Abstract: We examine the spillover effects of the ``Three-Red Lines" policy, a Chinese regulatory measure in 2020 that imposed leverage reduction requirements on the real estate sector. Using a firm-level exposure measure, we find that higher exposure to the real estate sector leads to more pronounced adverse impacts on firms' financing costs and real economic activities. Moreover, these spillover effects transmit through the production network, affecting both upstream and downstream sectors closely connected to real estate. Notably, trade credit plays a significant role in explaining these observed spillover effects.
''Hold-to-Maturity Accounting and Bank Runs,'' with Yu Yi and Shengxing Zhang.

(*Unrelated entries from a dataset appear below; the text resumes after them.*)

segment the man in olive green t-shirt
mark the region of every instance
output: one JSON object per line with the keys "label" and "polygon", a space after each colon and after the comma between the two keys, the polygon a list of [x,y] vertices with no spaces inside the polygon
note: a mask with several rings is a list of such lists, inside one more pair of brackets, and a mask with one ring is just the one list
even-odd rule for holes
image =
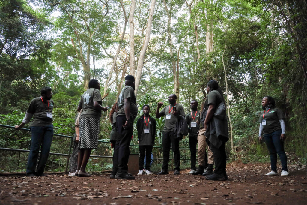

Abstract: How does held-to-maturity accounting, aimed to limit the impacts of banks' unrealized capital loss on the regulatory capital measures, affect banks' exposure to deposit run risks when policy rates increase? And how should regulatory policies on HTM accounting be designed jointly with bank capital? This paper addresses these questions from both empirical and theoretical perspectives. We find that banks with lower equity capital ratios and higher uninsured deposit shares tend to increase the share of assets in held-to-maturity accounts during periods of monetary tightening. Disciplined by these findings, we develop a model of bank runs in which banks classify long-term assets as HTM or MTM by trading off the cost of equity issuance to meet the capital requirement when interest rate increases today against elevated future run risks when interest rate increases further in the future. Our analysis suggests that when banks underestimate the risk of interest rate increases or have limited liability to depositors once default, imposing a cap on held-to-maturity long-term assets and mandate more equity capital issuance may reduce the run risks of mid-sized banks in equity.